Rientra tutto in quella formula cal/kg/km e allora di cosa stiamo a parlare?
non rientra nella formula...
la formula è una SEMPLICISSIMA approssimazione della realtà, che con buona pace di tutti viene presa per buona, ma include un possibile errore ben sopra il 7 8%...
per questo motivo l'azione degli attriti non viene considerata.
se la domanda è "
si consuma più energia correndo piano o veloce", la risposta è una e una soltanto: più corri veloce, più consumi energia a parità di tutto il resto (atleta, strada, presenza del vento ecc.). il motivo sta nella resistenza aerodinamica che non varia linearmente con la velocità.
se la domanda è: "
quanta energia si consuma per fare tot km", la risposta è nella formula, però consapevoli che la risposta potrebbe avere uno scostamento anche importante dalla realtà.
fate 10 km con vento a favore, anche lieve, e 10 km con vento contro alla stessa sensazione di intensità (verifica non sul passo ma sui battiti) e poi comparate i tempi...
se uno ti chiede una mela, è giusto dargli una mela, non una pera...
OT: ma su i consumi nella corsa mi ricordo male o venivano calcolati in base alla distanza e non alla velocità con cui si corrono? Quindi differente dalla bici..
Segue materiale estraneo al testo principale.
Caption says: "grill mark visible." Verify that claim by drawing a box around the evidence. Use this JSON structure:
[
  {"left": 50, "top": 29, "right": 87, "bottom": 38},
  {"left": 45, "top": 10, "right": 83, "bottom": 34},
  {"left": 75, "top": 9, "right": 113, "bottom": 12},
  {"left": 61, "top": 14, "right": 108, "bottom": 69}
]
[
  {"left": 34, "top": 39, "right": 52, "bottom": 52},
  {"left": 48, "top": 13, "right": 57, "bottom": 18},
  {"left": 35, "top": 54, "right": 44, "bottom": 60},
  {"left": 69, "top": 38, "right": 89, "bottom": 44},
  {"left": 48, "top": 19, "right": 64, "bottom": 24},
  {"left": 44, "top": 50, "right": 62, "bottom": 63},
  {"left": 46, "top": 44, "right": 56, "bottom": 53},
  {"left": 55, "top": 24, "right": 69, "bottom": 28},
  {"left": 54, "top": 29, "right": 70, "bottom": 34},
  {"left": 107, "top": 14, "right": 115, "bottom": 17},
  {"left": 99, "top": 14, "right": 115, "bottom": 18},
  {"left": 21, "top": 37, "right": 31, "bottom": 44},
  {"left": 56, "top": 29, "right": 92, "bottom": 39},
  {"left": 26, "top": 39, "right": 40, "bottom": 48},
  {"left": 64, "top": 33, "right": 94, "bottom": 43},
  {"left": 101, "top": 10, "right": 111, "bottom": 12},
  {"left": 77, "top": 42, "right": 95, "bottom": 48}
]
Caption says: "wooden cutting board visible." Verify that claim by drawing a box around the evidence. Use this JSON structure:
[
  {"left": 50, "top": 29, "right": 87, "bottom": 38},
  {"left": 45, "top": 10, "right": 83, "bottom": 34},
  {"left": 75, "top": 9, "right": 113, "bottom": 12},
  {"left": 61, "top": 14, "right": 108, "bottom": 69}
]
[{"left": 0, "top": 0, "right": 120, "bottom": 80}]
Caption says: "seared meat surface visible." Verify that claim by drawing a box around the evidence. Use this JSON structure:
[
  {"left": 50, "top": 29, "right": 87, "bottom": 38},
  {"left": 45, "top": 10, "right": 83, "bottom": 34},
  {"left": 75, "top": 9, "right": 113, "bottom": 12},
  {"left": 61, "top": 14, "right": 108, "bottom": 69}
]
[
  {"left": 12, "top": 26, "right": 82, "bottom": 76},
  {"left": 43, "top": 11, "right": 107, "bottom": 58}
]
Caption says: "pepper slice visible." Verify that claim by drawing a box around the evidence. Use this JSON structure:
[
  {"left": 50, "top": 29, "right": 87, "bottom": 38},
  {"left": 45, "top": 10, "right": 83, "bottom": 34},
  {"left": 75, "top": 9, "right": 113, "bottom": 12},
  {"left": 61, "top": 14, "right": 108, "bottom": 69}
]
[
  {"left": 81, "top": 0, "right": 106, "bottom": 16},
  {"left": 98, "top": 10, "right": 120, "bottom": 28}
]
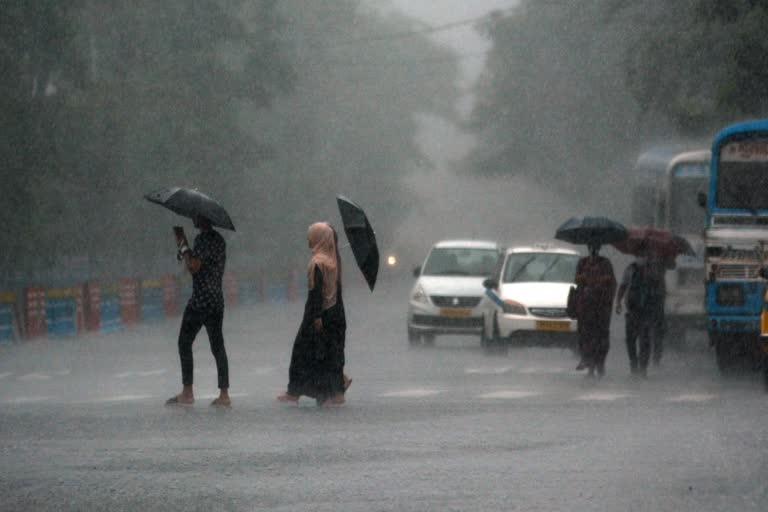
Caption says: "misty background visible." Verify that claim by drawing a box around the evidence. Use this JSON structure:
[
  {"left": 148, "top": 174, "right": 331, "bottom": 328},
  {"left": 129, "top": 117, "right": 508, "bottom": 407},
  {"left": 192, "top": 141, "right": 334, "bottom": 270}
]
[{"left": 0, "top": 0, "right": 768, "bottom": 285}]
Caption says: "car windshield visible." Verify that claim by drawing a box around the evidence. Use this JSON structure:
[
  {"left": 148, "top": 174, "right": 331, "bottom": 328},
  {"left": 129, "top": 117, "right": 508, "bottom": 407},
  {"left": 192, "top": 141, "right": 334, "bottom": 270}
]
[
  {"left": 504, "top": 252, "right": 579, "bottom": 283},
  {"left": 422, "top": 247, "right": 498, "bottom": 276}
]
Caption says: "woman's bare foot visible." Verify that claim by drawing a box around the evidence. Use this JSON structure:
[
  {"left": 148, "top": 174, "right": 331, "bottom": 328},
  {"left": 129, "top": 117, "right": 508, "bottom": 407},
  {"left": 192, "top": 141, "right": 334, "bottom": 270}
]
[
  {"left": 211, "top": 395, "right": 232, "bottom": 407},
  {"left": 165, "top": 393, "right": 195, "bottom": 405},
  {"left": 277, "top": 393, "right": 299, "bottom": 404}
]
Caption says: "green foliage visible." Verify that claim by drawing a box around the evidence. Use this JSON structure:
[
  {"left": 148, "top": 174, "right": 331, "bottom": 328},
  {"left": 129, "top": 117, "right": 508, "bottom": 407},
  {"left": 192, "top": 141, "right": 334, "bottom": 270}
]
[
  {"left": 470, "top": 0, "right": 646, "bottom": 200},
  {"left": 621, "top": 0, "right": 768, "bottom": 135},
  {"left": 470, "top": 0, "right": 768, "bottom": 211},
  {"left": 0, "top": 0, "right": 457, "bottom": 282}
]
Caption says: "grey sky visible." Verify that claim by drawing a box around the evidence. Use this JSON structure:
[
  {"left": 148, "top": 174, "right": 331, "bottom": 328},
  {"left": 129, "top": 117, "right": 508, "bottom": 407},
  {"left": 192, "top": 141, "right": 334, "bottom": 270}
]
[
  {"left": 371, "top": 0, "right": 570, "bottom": 263},
  {"left": 390, "top": 0, "right": 517, "bottom": 91}
]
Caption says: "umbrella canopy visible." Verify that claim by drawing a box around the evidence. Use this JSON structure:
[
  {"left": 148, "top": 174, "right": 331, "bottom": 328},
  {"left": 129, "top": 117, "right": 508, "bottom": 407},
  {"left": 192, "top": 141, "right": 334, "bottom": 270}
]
[
  {"left": 336, "top": 196, "right": 379, "bottom": 291},
  {"left": 144, "top": 187, "right": 235, "bottom": 231},
  {"left": 613, "top": 227, "right": 696, "bottom": 259},
  {"left": 555, "top": 217, "right": 628, "bottom": 245}
]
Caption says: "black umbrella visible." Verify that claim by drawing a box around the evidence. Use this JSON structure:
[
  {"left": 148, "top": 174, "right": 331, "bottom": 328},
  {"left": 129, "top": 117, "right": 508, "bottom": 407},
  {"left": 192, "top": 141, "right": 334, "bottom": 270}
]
[
  {"left": 555, "top": 217, "right": 629, "bottom": 245},
  {"left": 144, "top": 187, "right": 235, "bottom": 231},
  {"left": 336, "top": 196, "right": 379, "bottom": 291}
]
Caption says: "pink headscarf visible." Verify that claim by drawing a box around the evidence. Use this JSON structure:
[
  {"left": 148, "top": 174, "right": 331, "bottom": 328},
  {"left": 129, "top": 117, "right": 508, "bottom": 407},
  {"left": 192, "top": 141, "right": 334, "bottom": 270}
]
[{"left": 307, "top": 222, "right": 339, "bottom": 310}]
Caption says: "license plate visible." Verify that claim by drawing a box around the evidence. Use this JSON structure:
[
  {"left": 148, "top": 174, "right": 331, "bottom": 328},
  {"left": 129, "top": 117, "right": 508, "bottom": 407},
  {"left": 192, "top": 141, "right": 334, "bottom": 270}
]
[
  {"left": 536, "top": 320, "right": 571, "bottom": 332},
  {"left": 440, "top": 308, "right": 472, "bottom": 318}
]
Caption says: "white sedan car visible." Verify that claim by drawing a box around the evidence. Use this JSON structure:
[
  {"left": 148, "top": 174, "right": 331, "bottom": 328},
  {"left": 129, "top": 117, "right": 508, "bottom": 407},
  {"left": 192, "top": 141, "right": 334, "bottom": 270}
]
[
  {"left": 483, "top": 245, "right": 580, "bottom": 349},
  {"left": 407, "top": 240, "right": 502, "bottom": 345}
]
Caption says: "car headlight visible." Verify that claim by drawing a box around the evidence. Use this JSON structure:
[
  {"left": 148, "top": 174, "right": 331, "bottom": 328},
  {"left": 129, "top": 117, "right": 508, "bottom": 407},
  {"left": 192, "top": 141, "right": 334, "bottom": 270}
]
[
  {"left": 502, "top": 299, "right": 526, "bottom": 315},
  {"left": 411, "top": 285, "right": 429, "bottom": 304}
]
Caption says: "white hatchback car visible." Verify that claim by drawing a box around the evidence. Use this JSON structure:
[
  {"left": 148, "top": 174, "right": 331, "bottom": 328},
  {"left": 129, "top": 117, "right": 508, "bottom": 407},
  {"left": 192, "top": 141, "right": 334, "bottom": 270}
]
[
  {"left": 482, "top": 244, "right": 581, "bottom": 349},
  {"left": 408, "top": 240, "right": 502, "bottom": 345}
]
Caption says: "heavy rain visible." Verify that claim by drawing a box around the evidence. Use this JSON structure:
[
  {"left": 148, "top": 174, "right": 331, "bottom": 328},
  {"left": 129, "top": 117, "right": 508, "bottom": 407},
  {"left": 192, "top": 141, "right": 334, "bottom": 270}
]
[{"left": 0, "top": 0, "right": 768, "bottom": 512}]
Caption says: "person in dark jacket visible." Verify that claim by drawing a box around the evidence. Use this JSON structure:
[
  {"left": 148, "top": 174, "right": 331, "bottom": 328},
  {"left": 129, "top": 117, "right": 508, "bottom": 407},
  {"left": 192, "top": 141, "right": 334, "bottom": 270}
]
[
  {"left": 277, "top": 222, "right": 351, "bottom": 406},
  {"left": 616, "top": 255, "right": 665, "bottom": 377},
  {"left": 166, "top": 215, "right": 232, "bottom": 407},
  {"left": 575, "top": 244, "right": 616, "bottom": 377}
]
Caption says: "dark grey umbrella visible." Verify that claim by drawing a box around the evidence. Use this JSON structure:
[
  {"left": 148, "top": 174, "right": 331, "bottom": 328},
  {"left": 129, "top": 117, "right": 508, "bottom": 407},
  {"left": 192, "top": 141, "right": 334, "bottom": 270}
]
[
  {"left": 336, "top": 196, "right": 379, "bottom": 291},
  {"left": 144, "top": 187, "right": 235, "bottom": 231},
  {"left": 555, "top": 217, "right": 629, "bottom": 245}
]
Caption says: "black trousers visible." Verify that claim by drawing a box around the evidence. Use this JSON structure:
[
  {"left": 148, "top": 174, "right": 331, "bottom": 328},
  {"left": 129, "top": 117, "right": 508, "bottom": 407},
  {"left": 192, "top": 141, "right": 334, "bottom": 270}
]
[
  {"left": 179, "top": 307, "right": 229, "bottom": 389},
  {"left": 625, "top": 311, "right": 663, "bottom": 371}
]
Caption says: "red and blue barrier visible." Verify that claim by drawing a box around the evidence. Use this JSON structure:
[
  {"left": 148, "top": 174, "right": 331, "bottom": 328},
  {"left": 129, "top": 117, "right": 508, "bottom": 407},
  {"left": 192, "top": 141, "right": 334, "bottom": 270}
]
[
  {"left": 0, "top": 271, "right": 306, "bottom": 344},
  {"left": 99, "top": 283, "right": 123, "bottom": 333},
  {"left": 0, "top": 292, "right": 19, "bottom": 345},
  {"left": 24, "top": 286, "right": 46, "bottom": 340},
  {"left": 45, "top": 288, "right": 78, "bottom": 338}
]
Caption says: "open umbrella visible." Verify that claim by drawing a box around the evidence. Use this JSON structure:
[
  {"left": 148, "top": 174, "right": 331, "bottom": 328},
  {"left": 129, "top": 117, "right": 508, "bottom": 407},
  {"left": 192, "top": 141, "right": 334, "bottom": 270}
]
[
  {"left": 336, "top": 196, "right": 379, "bottom": 291},
  {"left": 613, "top": 227, "right": 696, "bottom": 259},
  {"left": 555, "top": 217, "right": 628, "bottom": 245},
  {"left": 144, "top": 187, "right": 235, "bottom": 231}
]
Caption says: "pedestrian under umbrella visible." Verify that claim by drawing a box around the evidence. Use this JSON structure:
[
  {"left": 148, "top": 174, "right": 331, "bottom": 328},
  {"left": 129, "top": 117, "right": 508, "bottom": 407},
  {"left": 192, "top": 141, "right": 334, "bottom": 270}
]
[
  {"left": 555, "top": 217, "right": 627, "bottom": 377},
  {"left": 574, "top": 244, "right": 616, "bottom": 377},
  {"left": 277, "top": 222, "right": 352, "bottom": 406}
]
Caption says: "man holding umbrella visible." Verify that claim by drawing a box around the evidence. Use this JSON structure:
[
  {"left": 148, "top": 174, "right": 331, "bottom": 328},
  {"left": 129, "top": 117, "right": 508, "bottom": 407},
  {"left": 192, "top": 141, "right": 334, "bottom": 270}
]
[
  {"left": 166, "top": 215, "right": 231, "bottom": 407},
  {"left": 144, "top": 187, "right": 235, "bottom": 407}
]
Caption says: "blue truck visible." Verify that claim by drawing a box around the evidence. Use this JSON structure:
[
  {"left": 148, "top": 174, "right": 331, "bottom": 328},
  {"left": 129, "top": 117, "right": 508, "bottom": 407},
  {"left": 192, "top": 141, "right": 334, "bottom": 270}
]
[{"left": 699, "top": 119, "right": 768, "bottom": 374}]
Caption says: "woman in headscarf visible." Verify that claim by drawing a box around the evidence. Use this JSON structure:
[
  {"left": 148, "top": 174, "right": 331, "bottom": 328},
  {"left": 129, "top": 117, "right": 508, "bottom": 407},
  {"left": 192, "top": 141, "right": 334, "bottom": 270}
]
[
  {"left": 575, "top": 244, "right": 616, "bottom": 377},
  {"left": 277, "top": 222, "right": 352, "bottom": 406}
]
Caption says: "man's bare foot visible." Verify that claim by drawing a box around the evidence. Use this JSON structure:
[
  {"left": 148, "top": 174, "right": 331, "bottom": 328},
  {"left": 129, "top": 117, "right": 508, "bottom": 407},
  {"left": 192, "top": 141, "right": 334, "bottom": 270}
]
[
  {"left": 211, "top": 396, "right": 232, "bottom": 407},
  {"left": 165, "top": 393, "right": 195, "bottom": 405},
  {"left": 320, "top": 395, "right": 346, "bottom": 407},
  {"left": 277, "top": 393, "right": 299, "bottom": 404}
]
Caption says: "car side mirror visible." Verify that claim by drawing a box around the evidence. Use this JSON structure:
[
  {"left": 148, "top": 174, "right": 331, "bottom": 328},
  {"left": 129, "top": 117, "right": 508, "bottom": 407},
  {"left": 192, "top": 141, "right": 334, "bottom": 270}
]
[
  {"left": 696, "top": 192, "right": 707, "bottom": 208},
  {"left": 483, "top": 277, "right": 499, "bottom": 290}
]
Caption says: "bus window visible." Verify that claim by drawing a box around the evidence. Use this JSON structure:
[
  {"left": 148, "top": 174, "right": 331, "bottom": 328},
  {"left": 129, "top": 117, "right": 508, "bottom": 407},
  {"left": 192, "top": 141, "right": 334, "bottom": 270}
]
[
  {"left": 631, "top": 185, "right": 656, "bottom": 226},
  {"left": 669, "top": 162, "right": 709, "bottom": 234}
]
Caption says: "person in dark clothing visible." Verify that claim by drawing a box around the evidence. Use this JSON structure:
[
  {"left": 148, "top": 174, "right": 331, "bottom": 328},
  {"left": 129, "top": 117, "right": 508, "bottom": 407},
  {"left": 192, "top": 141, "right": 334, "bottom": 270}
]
[
  {"left": 574, "top": 244, "right": 616, "bottom": 377},
  {"left": 166, "top": 216, "right": 232, "bottom": 407},
  {"left": 616, "top": 256, "right": 664, "bottom": 377},
  {"left": 277, "top": 222, "right": 352, "bottom": 406}
]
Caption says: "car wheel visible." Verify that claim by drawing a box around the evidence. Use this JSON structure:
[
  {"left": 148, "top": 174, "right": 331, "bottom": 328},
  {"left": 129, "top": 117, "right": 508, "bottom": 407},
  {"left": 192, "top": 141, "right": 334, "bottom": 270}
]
[
  {"left": 484, "top": 314, "right": 507, "bottom": 354},
  {"left": 480, "top": 318, "right": 491, "bottom": 348},
  {"left": 763, "top": 355, "right": 768, "bottom": 391},
  {"left": 408, "top": 328, "right": 421, "bottom": 347}
]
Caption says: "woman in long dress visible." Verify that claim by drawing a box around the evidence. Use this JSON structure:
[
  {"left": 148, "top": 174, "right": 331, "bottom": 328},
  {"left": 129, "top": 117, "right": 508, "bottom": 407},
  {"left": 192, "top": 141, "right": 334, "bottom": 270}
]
[
  {"left": 575, "top": 244, "right": 616, "bottom": 377},
  {"left": 277, "top": 222, "right": 351, "bottom": 406}
]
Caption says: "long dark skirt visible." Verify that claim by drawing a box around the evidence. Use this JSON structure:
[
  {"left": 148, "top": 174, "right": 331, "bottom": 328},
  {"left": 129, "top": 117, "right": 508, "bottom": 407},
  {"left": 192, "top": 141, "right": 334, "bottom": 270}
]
[
  {"left": 579, "top": 310, "right": 611, "bottom": 373},
  {"left": 288, "top": 304, "right": 346, "bottom": 402}
]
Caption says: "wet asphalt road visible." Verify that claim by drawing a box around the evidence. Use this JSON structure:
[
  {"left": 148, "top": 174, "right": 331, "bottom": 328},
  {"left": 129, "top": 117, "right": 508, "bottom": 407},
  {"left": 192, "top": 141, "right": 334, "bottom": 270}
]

10km corsi a 3 al km o a 6 consumo uguale?
qui da dove parte tutto. la domanda è chiarissima. la risposta pure.
poi è evidente che queste differenze vengono amplificate dalla grande differenza di velocità.
se compari 5.1 e 5.2 min per km fisicamente sarà sempre presente una differenza nei consumi, ma sarà totalmente trascurabile (circa 1 kcal sui 10 km, pari a circa 0.1 0.2%).